La persiguió hasta la casa. Le tocó la puerta y ella abrió. Él aguantó que lo insultara con todo el
alfabeto. Al fina, Alan solo atinó a decirle, acaso fingiendo, que aún la quería y esa era la última vez
que lo pronunciaba. Si no aceptaba volver con él, se iría del pueblo con la rubia. Y caminó hacia la
calle de abajo. Ella lo miró perderse entre la polvareda y los copos negros. Tiró la puerta y se sentó
sobre una piedra en el patio para llorar. Al anochecer, la lluvia de tierra arreciaba sobre los techos.

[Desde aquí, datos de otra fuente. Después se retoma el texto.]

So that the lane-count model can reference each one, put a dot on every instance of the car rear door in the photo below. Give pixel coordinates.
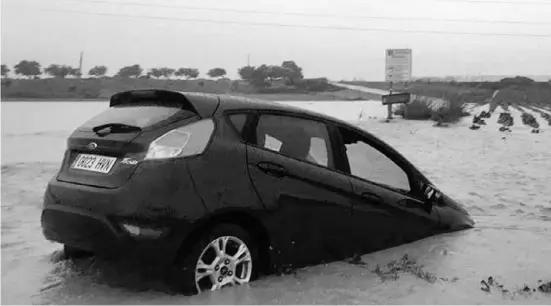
(386, 211)
(291, 166)
(105, 150)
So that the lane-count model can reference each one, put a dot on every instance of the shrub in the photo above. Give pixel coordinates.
(449, 109)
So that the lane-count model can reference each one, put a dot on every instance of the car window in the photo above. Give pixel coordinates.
(141, 116)
(302, 139)
(369, 163)
(238, 121)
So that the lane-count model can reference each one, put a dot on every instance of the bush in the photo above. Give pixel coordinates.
(318, 85)
(450, 109)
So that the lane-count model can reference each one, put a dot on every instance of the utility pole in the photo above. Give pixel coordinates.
(80, 65)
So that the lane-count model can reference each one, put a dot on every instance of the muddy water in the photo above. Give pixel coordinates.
(502, 178)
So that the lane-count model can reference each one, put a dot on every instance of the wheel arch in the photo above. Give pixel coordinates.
(247, 220)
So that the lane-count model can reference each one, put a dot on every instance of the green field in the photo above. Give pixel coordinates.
(102, 89)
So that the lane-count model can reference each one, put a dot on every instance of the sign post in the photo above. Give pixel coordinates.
(398, 69)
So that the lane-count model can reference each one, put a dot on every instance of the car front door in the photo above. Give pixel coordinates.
(291, 165)
(386, 209)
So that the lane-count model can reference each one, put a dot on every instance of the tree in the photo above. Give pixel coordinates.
(130, 71)
(260, 76)
(59, 71)
(29, 69)
(292, 72)
(168, 72)
(98, 71)
(275, 72)
(217, 72)
(155, 72)
(189, 73)
(5, 70)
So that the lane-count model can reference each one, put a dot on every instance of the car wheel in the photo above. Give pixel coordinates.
(70, 252)
(225, 256)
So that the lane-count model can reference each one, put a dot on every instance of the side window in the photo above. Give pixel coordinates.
(370, 164)
(302, 139)
(238, 121)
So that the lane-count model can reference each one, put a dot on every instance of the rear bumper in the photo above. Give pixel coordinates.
(105, 236)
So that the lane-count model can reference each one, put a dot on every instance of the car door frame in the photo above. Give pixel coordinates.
(412, 209)
(251, 139)
(413, 174)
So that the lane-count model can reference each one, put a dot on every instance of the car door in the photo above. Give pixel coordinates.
(291, 166)
(386, 210)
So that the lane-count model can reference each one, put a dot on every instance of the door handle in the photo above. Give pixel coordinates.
(372, 197)
(412, 204)
(272, 169)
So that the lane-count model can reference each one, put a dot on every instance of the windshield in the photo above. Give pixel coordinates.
(137, 116)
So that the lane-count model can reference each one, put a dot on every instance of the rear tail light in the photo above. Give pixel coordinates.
(184, 141)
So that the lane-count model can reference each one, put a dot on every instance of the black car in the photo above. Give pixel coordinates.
(219, 189)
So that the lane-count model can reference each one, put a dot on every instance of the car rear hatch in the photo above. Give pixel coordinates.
(106, 150)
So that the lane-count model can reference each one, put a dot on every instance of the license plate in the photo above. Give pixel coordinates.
(96, 163)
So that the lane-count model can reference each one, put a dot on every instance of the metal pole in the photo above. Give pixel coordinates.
(80, 65)
(389, 106)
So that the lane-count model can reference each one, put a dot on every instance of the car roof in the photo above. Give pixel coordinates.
(230, 102)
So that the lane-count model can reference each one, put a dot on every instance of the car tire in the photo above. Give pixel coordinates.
(70, 252)
(181, 275)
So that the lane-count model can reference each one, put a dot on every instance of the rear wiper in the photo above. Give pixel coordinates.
(110, 128)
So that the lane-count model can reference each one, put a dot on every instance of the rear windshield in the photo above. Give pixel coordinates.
(141, 116)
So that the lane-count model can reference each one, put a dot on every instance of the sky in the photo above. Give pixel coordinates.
(343, 40)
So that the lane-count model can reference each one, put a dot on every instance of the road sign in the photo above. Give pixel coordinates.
(398, 65)
(396, 98)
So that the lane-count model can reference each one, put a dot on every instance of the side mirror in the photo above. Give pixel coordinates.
(431, 194)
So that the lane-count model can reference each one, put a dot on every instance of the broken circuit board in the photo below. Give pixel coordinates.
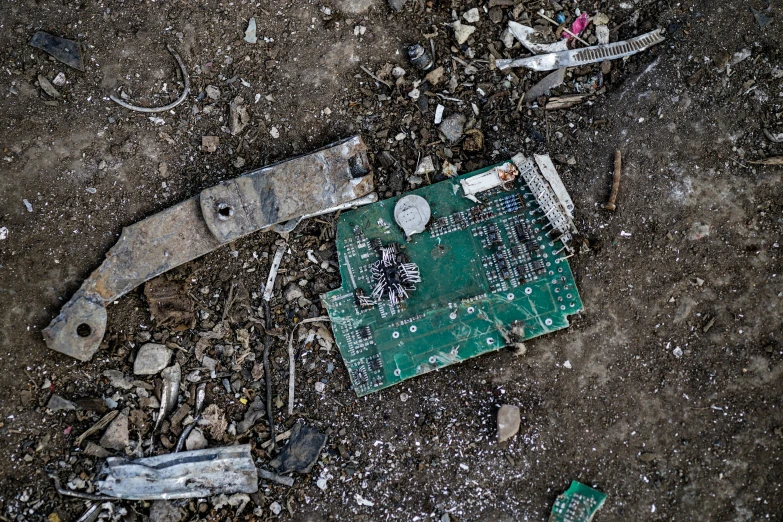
(453, 270)
(578, 504)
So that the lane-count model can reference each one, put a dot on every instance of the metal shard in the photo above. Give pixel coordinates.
(330, 177)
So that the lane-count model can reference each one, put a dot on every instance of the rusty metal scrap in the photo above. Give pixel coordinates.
(332, 176)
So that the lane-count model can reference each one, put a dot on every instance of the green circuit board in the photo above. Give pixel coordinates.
(578, 504)
(475, 275)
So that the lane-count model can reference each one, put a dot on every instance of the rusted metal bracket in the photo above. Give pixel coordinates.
(311, 184)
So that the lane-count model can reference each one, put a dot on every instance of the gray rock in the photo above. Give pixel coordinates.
(508, 422)
(397, 5)
(93, 450)
(57, 403)
(116, 436)
(255, 410)
(196, 440)
(118, 380)
(453, 127)
(213, 92)
(293, 292)
(164, 511)
(47, 86)
(151, 359)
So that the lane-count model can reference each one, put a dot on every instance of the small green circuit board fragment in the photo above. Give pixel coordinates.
(451, 271)
(578, 504)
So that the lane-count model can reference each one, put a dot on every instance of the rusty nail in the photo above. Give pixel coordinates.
(618, 167)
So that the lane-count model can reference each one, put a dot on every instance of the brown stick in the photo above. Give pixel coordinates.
(618, 167)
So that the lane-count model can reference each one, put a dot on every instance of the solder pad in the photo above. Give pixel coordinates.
(481, 276)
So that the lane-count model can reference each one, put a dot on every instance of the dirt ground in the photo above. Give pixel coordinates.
(672, 401)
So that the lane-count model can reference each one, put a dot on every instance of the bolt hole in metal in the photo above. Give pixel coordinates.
(83, 330)
(224, 211)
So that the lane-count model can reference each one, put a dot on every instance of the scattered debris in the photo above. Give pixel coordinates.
(238, 118)
(170, 391)
(274, 477)
(341, 173)
(618, 168)
(209, 143)
(579, 25)
(302, 450)
(171, 105)
(534, 39)
(566, 32)
(116, 436)
(47, 87)
(397, 5)
(565, 102)
(255, 411)
(117, 379)
(363, 501)
(549, 82)
(419, 57)
(471, 16)
(64, 50)
(213, 93)
(190, 474)
(773, 160)
(425, 166)
(775, 138)
(452, 127)
(169, 304)
(578, 504)
(574, 58)
(151, 359)
(439, 114)
(698, 231)
(201, 394)
(508, 422)
(474, 141)
(164, 511)
(98, 426)
(762, 18)
(462, 32)
(57, 403)
(250, 32)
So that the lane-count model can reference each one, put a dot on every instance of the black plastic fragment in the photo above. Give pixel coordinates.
(66, 51)
(302, 450)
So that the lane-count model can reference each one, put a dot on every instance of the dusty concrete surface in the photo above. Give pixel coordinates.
(671, 405)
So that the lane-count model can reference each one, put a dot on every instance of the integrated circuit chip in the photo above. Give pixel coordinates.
(483, 273)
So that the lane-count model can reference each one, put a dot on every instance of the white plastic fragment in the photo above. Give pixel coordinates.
(363, 501)
(530, 38)
(584, 56)
(439, 114)
(471, 16)
(488, 180)
(270, 282)
(549, 172)
(250, 32)
(462, 32)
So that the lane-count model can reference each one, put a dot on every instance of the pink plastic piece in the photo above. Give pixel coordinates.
(579, 25)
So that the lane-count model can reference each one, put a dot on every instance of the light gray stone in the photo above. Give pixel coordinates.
(151, 359)
(508, 422)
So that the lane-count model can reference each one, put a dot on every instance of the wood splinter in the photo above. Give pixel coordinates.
(618, 167)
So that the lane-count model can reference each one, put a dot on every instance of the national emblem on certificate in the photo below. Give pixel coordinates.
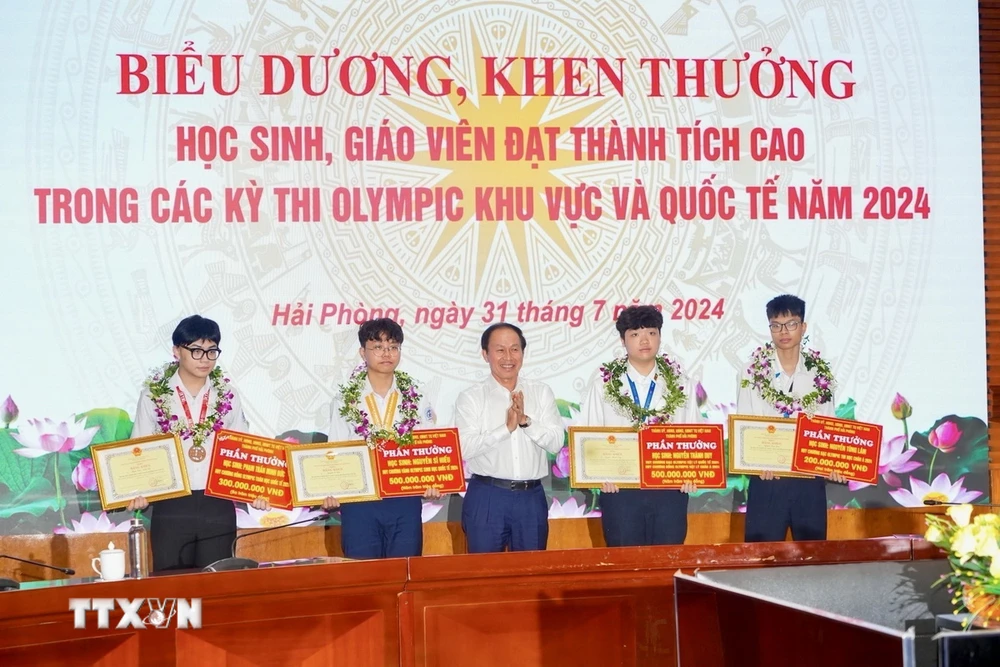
(759, 444)
(345, 470)
(603, 454)
(152, 467)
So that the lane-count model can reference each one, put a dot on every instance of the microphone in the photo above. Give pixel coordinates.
(234, 563)
(11, 585)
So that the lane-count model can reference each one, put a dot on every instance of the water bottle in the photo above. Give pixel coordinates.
(138, 549)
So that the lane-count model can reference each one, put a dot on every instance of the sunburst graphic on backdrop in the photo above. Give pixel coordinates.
(475, 259)
(525, 115)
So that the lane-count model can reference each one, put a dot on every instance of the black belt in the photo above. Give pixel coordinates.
(510, 484)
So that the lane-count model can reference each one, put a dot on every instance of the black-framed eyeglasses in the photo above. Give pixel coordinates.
(197, 352)
(382, 350)
(786, 326)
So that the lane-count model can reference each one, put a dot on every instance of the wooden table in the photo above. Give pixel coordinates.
(338, 614)
(582, 607)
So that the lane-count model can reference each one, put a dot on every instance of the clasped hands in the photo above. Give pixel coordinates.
(140, 503)
(515, 413)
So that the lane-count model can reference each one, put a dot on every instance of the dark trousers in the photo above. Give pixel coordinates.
(388, 528)
(639, 517)
(775, 505)
(495, 519)
(191, 531)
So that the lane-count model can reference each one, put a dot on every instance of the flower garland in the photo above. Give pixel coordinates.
(160, 391)
(402, 429)
(761, 368)
(667, 370)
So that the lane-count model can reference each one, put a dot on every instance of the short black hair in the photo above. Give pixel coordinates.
(195, 328)
(639, 317)
(786, 304)
(381, 328)
(485, 340)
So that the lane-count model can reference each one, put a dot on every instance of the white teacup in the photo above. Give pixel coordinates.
(112, 563)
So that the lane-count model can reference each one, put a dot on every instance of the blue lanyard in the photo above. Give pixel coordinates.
(635, 393)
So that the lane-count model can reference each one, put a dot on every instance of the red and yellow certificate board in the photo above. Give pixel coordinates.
(244, 467)
(433, 460)
(825, 444)
(672, 454)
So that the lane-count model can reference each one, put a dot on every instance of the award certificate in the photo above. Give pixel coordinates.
(603, 454)
(344, 470)
(759, 444)
(152, 467)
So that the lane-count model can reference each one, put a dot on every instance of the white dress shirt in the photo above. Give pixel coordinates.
(597, 411)
(145, 423)
(341, 430)
(491, 450)
(749, 402)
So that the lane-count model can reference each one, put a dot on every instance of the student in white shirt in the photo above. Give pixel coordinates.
(507, 424)
(386, 399)
(653, 391)
(193, 398)
(781, 381)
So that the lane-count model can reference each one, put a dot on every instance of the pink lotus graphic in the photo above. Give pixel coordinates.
(571, 509)
(89, 523)
(8, 412)
(945, 437)
(941, 489)
(254, 518)
(41, 437)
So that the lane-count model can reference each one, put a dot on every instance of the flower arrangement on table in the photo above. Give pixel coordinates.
(973, 546)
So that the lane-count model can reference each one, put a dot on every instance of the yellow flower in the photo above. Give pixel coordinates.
(960, 514)
(995, 567)
(987, 542)
(963, 543)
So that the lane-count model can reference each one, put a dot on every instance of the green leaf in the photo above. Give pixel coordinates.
(737, 483)
(16, 471)
(114, 423)
(846, 410)
(36, 499)
(566, 409)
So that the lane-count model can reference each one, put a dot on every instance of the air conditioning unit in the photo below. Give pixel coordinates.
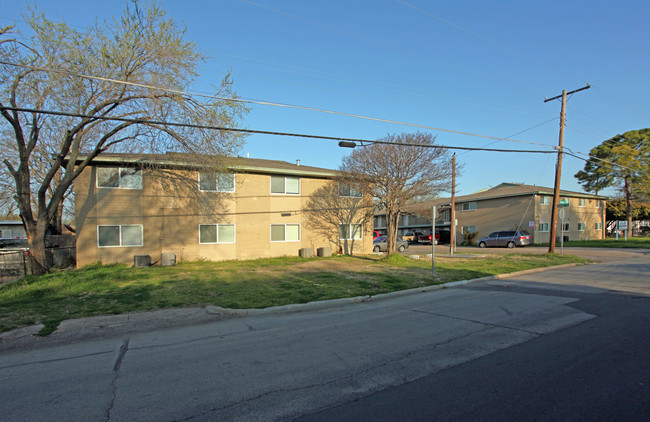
(306, 252)
(141, 261)
(323, 252)
(167, 259)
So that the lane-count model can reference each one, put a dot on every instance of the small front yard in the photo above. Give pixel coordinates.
(116, 289)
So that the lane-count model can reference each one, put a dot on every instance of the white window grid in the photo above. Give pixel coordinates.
(120, 226)
(234, 229)
(120, 170)
(217, 175)
(285, 185)
(285, 232)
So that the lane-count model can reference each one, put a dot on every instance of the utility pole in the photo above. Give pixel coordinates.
(558, 168)
(452, 232)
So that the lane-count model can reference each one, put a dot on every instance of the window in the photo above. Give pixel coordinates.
(124, 235)
(119, 178)
(216, 233)
(469, 206)
(349, 191)
(350, 231)
(285, 185)
(216, 182)
(285, 232)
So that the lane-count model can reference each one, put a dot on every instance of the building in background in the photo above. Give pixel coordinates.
(509, 206)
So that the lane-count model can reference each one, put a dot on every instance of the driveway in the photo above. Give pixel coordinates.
(595, 254)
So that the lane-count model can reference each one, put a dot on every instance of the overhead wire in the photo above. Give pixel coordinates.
(265, 132)
(269, 103)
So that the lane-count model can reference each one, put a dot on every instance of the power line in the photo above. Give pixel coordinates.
(263, 132)
(268, 103)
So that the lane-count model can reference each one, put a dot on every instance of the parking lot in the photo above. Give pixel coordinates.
(595, 254)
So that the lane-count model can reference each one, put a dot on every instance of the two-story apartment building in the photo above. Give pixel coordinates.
(155, 204)
(510, 206)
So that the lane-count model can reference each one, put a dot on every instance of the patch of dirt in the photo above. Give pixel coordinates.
(331, 265)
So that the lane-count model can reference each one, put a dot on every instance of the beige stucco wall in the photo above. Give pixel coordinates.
(171, 217)
(496, 214)
(507, 213)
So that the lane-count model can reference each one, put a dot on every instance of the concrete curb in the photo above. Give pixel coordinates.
(103, 326)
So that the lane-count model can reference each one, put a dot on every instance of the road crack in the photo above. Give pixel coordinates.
(116, 375)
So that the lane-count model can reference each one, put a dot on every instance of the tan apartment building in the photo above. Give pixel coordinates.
(155, 204)
(510, 206)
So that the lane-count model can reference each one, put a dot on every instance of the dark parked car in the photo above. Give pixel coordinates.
(380, 244)
(507, 238)
(412, 237)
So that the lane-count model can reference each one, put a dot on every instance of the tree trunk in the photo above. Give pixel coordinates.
(36, 244)
(630, 209)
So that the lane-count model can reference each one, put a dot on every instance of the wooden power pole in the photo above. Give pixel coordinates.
(452, 232)
(558, 168)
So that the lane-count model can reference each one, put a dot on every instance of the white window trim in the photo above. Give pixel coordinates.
(350, 189)
(285, 185)
(119, 178)
(350, 231)
(120, 237)
(285, 232)
(469, 208)
(234, 182)
(234, 226)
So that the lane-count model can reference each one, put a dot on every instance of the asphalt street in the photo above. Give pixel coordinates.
(559, 344)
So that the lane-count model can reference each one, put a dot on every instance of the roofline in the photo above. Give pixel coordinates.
(184, 164)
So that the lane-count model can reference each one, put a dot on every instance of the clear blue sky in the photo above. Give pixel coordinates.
(471, 66)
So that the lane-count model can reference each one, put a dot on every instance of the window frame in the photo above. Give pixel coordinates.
(285, 185)
(217, 175)
(119, 177)
(469, 206)
(463, 231)
(349, 231)
(120, 236)
(285, 232)
(218, 242)
(350, 190)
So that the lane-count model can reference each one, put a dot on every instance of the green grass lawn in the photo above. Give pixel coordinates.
(115, 289)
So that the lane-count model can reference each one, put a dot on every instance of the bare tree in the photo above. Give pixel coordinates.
(340, 210)
(401, 168)
(106, 71)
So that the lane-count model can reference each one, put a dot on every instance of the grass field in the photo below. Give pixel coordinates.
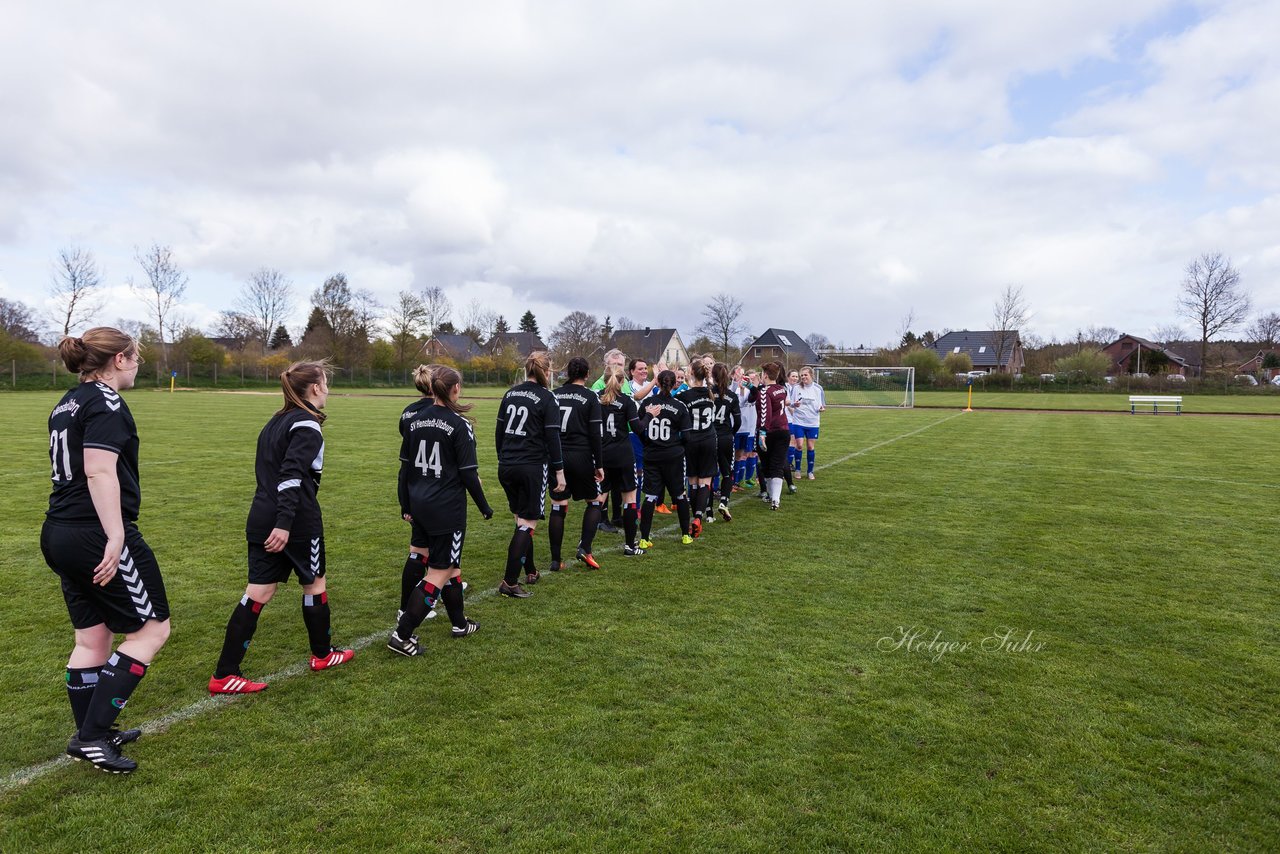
(981, 631)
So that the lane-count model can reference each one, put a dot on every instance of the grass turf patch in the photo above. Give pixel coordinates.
(752, 692)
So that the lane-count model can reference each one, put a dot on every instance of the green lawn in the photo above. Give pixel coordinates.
(752, 692)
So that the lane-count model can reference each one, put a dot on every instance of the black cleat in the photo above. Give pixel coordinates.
(101, 753)
(471, 628)
(513, 590)
(119, 738)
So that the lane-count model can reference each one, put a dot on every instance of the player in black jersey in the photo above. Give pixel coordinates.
(728, 420)
(699, 442)
(415, 565)
(528, 442)
(110, 579)
(438, 469)
(580, 443)
(661, 429)
(621, 420)
(284, 529)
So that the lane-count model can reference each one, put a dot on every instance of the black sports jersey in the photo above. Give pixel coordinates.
(288, 466)
(91, 415)
(438, 447)
(662, 434)
(528, 428)
(727, 414)
(620, 419)
(579, 420)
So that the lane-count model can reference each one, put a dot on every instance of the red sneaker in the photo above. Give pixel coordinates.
(234, 684)
(334, 658)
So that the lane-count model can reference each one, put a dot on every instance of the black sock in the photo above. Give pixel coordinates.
(315, 615)
(420, 601)
(629, 524)
(240, 631)
(521, 542)
(452, 597)
(80, 690)
(115, 683)
(415, 570)
(590, 519)
(556, 530)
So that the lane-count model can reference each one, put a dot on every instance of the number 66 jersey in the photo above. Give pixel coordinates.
(91, 415)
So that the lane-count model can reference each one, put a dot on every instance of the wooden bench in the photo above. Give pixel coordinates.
(1173, 402)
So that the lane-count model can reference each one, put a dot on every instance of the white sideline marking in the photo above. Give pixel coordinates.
(213, 702)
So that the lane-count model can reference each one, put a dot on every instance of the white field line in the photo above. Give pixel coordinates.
(213, 703)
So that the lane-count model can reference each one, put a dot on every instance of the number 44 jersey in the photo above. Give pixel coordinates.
(439, 444)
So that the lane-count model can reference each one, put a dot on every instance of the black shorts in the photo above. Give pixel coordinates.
(700, 459)
(624, 479)
(664, 473)
(579, 478)
(443, 548)
(301, 555)
(135, 593)
(526, 489)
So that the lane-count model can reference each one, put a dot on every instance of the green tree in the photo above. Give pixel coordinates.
(528, 323)
(958, 364)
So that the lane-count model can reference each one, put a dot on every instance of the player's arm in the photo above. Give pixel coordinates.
(293, 479)
(104, 489)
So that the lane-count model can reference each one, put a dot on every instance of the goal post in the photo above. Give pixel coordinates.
(871, 387)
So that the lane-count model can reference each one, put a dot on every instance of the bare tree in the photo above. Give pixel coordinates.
(164, 287)
(577, 334)
(437, 306)
(268, 300)
(1265, 330)
(406, 320)
(1168, 333)
(1009, 316)
(721, 322)
(74, 288)
(17, 320)
(1212, 298)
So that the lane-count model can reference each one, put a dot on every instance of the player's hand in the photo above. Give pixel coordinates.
(105, 571)
(277, 540)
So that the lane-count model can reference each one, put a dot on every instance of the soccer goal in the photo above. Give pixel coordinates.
(883, 387)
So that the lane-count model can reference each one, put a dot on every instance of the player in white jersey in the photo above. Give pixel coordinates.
(808, 402)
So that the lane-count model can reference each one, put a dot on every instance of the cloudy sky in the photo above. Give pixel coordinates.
(836, 165)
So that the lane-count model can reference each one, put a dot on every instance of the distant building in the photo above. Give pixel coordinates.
(784, 346)
(982, 346)
(1127, 355)
(650, 345)
(457, 348)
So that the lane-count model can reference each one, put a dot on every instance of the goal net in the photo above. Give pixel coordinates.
(886, 387)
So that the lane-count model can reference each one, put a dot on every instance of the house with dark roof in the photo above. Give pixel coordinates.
(982, 348)
(1134, 355)
(650, 345)
(457, 348)
(520, 342)
(785, 346)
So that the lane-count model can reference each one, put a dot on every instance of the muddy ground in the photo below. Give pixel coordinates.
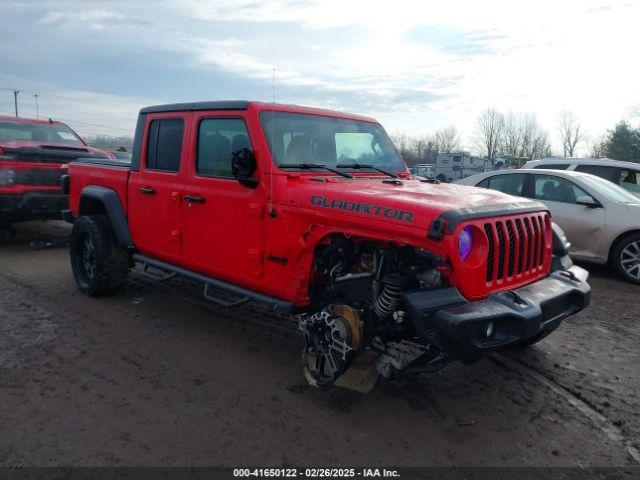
(153, 376)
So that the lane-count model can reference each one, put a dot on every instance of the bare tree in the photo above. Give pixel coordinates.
(570, 133)
(447, 140)
(489, 131)
(535, 140)
(598, 147)
(513, 134)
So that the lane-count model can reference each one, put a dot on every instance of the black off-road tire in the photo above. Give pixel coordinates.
(100, 266)
(623, 261)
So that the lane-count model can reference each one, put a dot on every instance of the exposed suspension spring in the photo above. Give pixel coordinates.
(389, 298)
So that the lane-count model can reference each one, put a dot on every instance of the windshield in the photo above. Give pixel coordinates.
(296, 138)
(610, 191)
(38, 132)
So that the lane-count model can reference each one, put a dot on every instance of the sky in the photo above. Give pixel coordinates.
(417, 66)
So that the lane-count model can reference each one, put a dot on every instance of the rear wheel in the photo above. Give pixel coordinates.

Mi tío Alan estaba en el cuarto, echado en unos cartones que simulaban su cama, oyendo la caída de
los granos de tierra. Una mano empujó la puerta de la covacha. Él cogió el palo para defenderse y,
entre las sombras, distinguió algo: mi tía Susana. No se dijeron nada. Ella se abalanzó encima: lo
tocó, lo besó, le pidió perdón, lo mimó con apuro. En ese momento, yo estaba acariciando la ruleta,
viendo las cenizas negras descender en el patio, aguardando su silueta en el vacío, esperando que
tocara mi ventana. Y mi tía, sin resistir más, lo desnudó y le hizo el amor sobre los cartones.